Cada ofensa se repetida não deve ser perdoada, lembremos do ensinamento de Jesus: “setenta vezes sete” (Mt 18, 21), apenas para dizer muitas vezes, e se entendemos que o erro é mais comum do que imaginamos (veja os vários posts desta semana) pode-se entender melhor a oração dada pelo próprio Jesus: “perdoai nossas ofensas, assim como perdoamos o quem nos tenha ofendido”, este é o caminho possível do Amor em muitas dimensões.

Lembro que este trecho vem logo depois da passagem que Jesus pede a unidade das pessoas (não precisam ser cristãos, mas estarem “em seu nome”), “onde estiverem dois ou três em meu nome, aí estou no meio deles” (Mt 18,20), assim não há proprietários desta “presença”, inclusive ela pode não estão entre pessoas que são religiosas.

Karl Jaspers (1883, 1969), que influenciou muitos dos pensadores modernos como Hannah Arendt e Heidegger, em seu livro Introdução ao Pensamento filosófico indagava sobre o caminho que já trilhávamos muitos anos atrás:

“Irritamo-nos mutuamente. A psicologia profunda surge como refúgio que tudo obscurece. A superstição científica leva a recorrer, para busca de salvação, às pseudociências. E nos dizem: quando tiverem desaparecido todas as ficções e ideologias, o homem, até agora doente e alienado (em sentido etimológico), recuperará saúde. E a saúde é a felicidade, o fim supremo” (Jaspers, 1965, p. 30).

É claro que existe ciência verdadeira que não é pseudociência, e que a felicidade que não tem bula nem fórmula, pode e deve ser almejada, porém a recuperação da saúde emocional depende de rever a história e daí caminhar para frente.

JASPERS, K. Introdução ao pensamento filosófico. SP: Cultrix, 1965.

 

Onde leva a ira e onde leva o perdão

10 set

Pode-se considerar a primeira ideia da ira política ocidental, do século VIII a.C., a Ilíada de Homero aquela que levanta a primeira voz sobre a ira, já na primeira frase: “canta, ó musa (Muse) a ira (mènin) de Aquiles”.

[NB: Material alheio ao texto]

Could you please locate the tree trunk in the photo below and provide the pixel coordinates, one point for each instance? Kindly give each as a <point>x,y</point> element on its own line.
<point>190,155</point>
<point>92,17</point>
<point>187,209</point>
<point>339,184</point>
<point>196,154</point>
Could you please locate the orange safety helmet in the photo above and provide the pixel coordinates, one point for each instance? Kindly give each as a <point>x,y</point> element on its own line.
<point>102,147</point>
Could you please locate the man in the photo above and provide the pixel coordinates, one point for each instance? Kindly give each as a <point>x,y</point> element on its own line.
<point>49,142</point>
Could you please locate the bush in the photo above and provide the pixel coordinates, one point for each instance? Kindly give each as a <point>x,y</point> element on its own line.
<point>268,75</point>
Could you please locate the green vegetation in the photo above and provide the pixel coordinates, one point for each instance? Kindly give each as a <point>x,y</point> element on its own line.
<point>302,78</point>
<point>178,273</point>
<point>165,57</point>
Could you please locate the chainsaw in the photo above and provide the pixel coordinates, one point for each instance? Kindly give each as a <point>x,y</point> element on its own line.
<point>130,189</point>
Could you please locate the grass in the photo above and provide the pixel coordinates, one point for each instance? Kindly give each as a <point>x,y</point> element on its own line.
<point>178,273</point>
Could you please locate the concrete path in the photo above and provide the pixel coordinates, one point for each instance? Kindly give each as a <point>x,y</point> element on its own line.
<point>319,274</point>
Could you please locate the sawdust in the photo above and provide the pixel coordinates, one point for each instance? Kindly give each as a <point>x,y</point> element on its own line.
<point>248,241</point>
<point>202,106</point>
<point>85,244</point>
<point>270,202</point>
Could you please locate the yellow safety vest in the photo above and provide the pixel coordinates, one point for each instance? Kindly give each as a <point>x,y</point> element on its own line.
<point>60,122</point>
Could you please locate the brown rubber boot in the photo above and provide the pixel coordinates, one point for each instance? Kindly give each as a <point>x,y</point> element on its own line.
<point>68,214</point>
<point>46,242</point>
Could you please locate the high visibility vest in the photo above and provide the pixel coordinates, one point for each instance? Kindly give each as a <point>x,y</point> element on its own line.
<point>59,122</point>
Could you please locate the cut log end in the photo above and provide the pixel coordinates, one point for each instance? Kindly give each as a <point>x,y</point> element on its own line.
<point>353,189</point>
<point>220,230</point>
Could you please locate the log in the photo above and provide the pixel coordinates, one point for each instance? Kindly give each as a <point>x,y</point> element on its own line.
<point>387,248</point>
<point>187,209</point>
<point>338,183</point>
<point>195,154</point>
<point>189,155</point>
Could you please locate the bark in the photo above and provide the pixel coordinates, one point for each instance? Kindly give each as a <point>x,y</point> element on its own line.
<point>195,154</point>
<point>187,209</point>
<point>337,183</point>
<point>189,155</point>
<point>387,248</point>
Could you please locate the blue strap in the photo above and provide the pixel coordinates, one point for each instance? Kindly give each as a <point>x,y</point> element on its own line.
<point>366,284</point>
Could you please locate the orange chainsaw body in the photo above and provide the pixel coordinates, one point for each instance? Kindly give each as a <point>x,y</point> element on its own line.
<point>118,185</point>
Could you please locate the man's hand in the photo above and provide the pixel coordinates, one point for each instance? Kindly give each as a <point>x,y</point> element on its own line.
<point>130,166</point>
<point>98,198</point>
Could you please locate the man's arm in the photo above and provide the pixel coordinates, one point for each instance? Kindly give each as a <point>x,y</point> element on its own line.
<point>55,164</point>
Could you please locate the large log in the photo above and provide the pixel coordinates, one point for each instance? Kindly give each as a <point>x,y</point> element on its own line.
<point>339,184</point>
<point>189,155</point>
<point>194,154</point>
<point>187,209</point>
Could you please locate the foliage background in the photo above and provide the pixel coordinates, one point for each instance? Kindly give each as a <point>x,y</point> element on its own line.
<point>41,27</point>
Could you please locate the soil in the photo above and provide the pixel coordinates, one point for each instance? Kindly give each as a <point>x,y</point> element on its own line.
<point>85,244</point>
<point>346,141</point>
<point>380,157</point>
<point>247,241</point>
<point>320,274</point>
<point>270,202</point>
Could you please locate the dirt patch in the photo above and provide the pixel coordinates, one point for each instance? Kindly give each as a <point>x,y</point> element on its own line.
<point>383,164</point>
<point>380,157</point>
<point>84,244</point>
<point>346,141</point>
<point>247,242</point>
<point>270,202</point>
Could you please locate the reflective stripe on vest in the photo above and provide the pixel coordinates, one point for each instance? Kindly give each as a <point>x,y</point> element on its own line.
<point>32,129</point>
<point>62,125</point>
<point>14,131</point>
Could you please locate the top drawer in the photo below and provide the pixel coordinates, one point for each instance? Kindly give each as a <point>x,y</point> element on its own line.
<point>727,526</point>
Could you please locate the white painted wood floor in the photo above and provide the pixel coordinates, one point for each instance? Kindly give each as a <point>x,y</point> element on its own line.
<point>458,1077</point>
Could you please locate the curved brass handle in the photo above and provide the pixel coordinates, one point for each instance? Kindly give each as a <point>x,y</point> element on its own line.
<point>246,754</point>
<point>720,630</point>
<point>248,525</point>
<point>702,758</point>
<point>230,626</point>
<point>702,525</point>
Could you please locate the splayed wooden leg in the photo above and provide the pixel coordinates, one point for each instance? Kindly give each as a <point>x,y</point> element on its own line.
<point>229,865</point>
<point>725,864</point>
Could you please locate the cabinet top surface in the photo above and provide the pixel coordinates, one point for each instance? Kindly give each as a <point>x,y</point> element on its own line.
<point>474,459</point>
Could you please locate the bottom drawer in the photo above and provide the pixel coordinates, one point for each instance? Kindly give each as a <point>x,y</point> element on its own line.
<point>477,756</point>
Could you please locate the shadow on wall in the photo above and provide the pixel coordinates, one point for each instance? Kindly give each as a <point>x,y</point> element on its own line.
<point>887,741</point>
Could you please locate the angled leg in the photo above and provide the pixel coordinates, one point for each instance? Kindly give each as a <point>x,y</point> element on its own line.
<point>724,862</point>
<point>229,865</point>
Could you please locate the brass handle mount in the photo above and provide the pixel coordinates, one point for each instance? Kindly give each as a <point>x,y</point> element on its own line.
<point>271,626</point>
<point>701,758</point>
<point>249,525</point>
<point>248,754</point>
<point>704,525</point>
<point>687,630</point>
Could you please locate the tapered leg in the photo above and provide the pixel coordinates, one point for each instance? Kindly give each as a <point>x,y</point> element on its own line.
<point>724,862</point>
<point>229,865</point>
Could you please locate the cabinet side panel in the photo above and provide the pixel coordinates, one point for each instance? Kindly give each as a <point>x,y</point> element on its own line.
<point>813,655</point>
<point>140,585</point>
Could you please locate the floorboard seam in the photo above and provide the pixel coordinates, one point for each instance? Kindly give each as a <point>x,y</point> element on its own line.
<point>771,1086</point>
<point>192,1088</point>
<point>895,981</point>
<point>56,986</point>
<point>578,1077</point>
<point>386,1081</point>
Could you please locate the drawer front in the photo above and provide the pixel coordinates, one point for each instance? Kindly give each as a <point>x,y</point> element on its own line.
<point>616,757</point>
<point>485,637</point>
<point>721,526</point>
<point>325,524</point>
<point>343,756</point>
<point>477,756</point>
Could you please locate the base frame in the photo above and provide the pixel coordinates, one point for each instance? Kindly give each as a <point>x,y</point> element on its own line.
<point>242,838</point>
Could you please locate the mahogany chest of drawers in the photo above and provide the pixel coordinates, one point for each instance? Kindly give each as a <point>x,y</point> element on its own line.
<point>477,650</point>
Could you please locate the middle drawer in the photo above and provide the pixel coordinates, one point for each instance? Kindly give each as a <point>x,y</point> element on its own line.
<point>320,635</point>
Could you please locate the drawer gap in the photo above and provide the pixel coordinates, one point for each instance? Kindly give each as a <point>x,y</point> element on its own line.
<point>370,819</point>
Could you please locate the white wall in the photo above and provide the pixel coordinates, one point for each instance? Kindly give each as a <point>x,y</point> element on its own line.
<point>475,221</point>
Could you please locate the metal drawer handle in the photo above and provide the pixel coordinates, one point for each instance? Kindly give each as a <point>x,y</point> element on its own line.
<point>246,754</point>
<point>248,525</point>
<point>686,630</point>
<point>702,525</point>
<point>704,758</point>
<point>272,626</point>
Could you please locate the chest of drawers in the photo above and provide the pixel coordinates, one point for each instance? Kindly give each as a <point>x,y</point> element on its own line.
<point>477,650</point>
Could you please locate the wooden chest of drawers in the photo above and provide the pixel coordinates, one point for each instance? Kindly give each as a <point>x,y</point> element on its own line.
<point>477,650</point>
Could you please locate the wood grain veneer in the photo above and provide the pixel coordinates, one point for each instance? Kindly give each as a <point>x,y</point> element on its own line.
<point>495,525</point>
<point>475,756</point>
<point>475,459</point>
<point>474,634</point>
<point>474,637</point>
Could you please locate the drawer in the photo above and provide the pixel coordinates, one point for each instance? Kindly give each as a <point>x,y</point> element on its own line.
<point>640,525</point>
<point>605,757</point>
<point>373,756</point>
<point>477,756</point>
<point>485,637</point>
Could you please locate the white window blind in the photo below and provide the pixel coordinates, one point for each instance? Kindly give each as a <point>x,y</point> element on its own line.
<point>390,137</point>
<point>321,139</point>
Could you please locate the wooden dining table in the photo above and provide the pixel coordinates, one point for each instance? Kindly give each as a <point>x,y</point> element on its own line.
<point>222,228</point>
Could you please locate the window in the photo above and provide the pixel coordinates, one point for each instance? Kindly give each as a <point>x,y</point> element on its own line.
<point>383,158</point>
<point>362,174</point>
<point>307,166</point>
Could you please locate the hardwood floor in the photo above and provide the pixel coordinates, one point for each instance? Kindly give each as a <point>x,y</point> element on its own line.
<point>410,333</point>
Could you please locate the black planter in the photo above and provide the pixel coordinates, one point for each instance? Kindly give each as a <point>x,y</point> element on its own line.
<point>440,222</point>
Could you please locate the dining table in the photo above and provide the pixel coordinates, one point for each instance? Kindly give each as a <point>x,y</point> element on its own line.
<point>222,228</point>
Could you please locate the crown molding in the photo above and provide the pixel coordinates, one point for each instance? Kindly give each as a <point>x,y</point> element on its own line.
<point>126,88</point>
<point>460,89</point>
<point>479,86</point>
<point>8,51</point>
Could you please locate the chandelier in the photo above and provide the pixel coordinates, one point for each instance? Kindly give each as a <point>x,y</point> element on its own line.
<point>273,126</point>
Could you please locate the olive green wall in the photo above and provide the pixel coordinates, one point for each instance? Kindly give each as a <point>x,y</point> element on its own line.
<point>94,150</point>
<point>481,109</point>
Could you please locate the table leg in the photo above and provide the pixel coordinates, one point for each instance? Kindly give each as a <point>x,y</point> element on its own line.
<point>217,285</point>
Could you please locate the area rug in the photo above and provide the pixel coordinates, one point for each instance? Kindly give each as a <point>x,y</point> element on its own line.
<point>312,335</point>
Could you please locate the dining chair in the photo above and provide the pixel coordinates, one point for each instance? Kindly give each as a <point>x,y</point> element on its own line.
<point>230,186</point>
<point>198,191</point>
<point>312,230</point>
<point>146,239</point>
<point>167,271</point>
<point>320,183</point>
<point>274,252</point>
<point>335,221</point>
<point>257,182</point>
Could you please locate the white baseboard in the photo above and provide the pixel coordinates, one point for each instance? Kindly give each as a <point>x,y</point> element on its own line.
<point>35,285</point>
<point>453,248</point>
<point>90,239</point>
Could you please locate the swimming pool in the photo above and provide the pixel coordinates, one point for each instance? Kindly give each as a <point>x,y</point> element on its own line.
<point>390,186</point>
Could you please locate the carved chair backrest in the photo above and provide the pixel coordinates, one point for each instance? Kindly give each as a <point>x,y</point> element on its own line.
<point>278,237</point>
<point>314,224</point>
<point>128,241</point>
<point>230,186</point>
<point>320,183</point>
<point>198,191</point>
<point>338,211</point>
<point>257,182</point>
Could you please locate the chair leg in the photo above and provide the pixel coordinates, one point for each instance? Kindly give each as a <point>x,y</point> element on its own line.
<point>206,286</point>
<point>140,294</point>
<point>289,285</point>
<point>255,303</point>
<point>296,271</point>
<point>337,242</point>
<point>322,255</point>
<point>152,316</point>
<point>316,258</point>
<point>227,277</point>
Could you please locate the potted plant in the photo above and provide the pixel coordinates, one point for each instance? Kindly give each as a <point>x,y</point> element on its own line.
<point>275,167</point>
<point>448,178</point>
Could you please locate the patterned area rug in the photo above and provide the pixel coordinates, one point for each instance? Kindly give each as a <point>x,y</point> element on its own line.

Parece que esta é a voz corrente do Ocidente de Zizek a Sloterdijk todos parecem concordar com isto, menos Edgar Morin e claro alguns pacifistas, mas que ficam envergonhados diante de tamanha desfaçatez dos líderes conservadores.

Mas há bem poucas crónicas que falam do sucesso destes líderes, e parece que a pandemia os ajudou, com medo a ideia de um governo forte que cuida dos fracos é mais forte do que a voz da insurreição e da liquidez, há outras vozes porém.

A ideia de perdão é ironizada e a vingança e a ira parecem potencializadoras de uma mudança, porém o sentimento de compaixão e de perdão é inerente a ética humana, por mais que ela esteja confusa com a ética do estado que dispensa muitas vezes a moral, ela é a única esperança de que o quadro da cólera possa se inverter, é claro com arrependimento dos opressores, mas o discurso corrente é que isto é impossível e que as pessoas jamais mudariam, e com a pandemia!

É claro que perdão sem arrependimento e sem reparação não é aceitável, e não é verdade que basta se confessar e mostrar arrependimento que está “salvo”, há efeitos e punições sociais que podem levar o opressor a sua reparação, mesmo que esta possa ser muito menor que o dano causado, porém não há como mudar de rota, de rumo, sem perdão.

O que é preciso compreender é que as ofensas quando brotam em torno de uma polarização elas podem favorecer aos que raramente não tem defesa, social, política ou ideológica, e isto favorece aos fortes, o medo pune os fracos e nunca os cruéis, acostumados a fazer com ele um jogo de risco e sádico prazer.

Edgar Morin esclarece que: “A compreensão não desculpa nem acusa, pede que se evitar a condenação peremptória, irremediável como se nós mesmo nunca tivéssemos conhecido a fraqueza nem cometido erros. Se soubermos compreender antes de condenar, estaremos no caminho da humanização das relações humanas”, e está no sentido inverso neste momento, o que favorece a líderes autoritários e aos que desejam que o ódio cresça.

Para sermos solidários com o Outro, que não é nosso espelho, tem que “tomar consciência da incerteza do futuro e de seu destino comum”, a pandemia pode ainda tornar consciente que devemos cuidar do Outro.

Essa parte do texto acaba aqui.